# Red ball end grips



## Goldenindian (Jun 24, 2017)

hey hey,

Looking for a pair of these. I am trying
To match a set I already have. They are just like the ones pictured, repops. Clay/ brick red.  Let me know.


----------



## bikewhorder (Jun 24, 2017)

I've been saving these for a special project but that has yet to materialize so for $89 shipped they are yours.


----------



## stezell (Jun 24, 2017)

Why don't you check with rideahiggins?


----------



## Krakatoa (Jun 25, 2017)

Up, this thread calls for this....
https://www.youtube.com/watch?v=pobW7w_gsmE


----------



## Goldenindian (Jun 26, 2017)

Krakatoa said:


> Up, this thread calls for this....



That is some next level trolling.....love it...not even going to delve into what the $&@" you mean....


----------



## Krakatoa (Jun 26, 2017)

Goldenindian said:


> That is some next level trolling.....love it...not even going to delve into what the $&@" you mean....

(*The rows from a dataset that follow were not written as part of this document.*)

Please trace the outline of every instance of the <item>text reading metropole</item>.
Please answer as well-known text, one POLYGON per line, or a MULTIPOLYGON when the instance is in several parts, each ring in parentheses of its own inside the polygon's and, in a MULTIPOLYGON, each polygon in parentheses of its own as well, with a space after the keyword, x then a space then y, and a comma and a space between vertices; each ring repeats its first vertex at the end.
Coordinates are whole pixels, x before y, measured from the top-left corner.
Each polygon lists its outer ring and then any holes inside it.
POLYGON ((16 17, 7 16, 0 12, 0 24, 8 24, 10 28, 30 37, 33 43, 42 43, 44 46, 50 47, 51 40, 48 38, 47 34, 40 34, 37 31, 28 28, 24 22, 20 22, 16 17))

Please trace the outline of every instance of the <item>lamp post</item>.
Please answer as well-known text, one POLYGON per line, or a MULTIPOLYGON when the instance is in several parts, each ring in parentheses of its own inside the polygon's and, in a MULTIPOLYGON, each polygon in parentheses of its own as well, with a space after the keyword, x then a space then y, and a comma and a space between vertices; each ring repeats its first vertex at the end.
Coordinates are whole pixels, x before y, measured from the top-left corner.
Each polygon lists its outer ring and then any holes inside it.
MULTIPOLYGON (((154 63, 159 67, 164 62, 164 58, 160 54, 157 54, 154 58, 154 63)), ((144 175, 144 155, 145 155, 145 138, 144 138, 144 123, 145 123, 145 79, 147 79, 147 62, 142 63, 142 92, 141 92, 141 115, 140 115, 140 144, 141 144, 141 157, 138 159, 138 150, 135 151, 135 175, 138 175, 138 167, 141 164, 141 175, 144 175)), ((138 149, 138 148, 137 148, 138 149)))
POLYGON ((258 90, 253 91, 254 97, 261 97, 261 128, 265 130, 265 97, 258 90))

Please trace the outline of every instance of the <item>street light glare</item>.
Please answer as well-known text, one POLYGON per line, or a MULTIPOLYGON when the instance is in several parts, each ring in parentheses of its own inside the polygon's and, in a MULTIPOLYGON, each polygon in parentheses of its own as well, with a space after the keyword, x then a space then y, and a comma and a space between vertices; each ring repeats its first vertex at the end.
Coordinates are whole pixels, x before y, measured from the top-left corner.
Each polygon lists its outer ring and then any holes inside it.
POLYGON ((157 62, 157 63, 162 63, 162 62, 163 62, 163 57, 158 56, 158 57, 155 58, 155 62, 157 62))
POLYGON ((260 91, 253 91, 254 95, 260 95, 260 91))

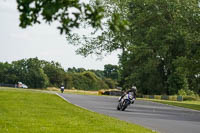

Thank you trying to stay where the action is, every time I see a pair of these slickery brown grips it just kicks in something I don't know I have to post the hot dog video.....My appologies to the seller, yeah I know unpopular move!





@bikewhorder


----------



## Goldenindian (Jul 5, 2017)

Bump 

Still looking repop clay ball end grips. 
Let me know


----------



## Goldenindian (Jul 12, 2017)

Bump


----------



## Goldenindian (Jul 19, 2017)

Bump


----------



## Goldenindian (Sep 5, 2017)

Bump 

Let me know. Still looking. The brick red


----------



## Goldenindian (Sep 25, 2017)

Bump


----------



## Goldenindian (Oct 17, 2017)

Bump


----------



## TieDye (Oct 17, 2017)

I saw some on eBay a few days ago.


----------



## Goldenindian (Dec 6, 2017)

Bump


----------



## Goldenindian (Jan 4, 2018)

Bump


----------



## prewarbikes4sale (Jan 5, 2018)

40.00 shipped


----------



## markivpedalpusher (Jan 5, 2018)

prewarbikes4sale said:


> 40.00 shipped
> 
> View attachment 733914




Pretty easy to distress these with a scotchbrite pad or soft wire wheel.


----------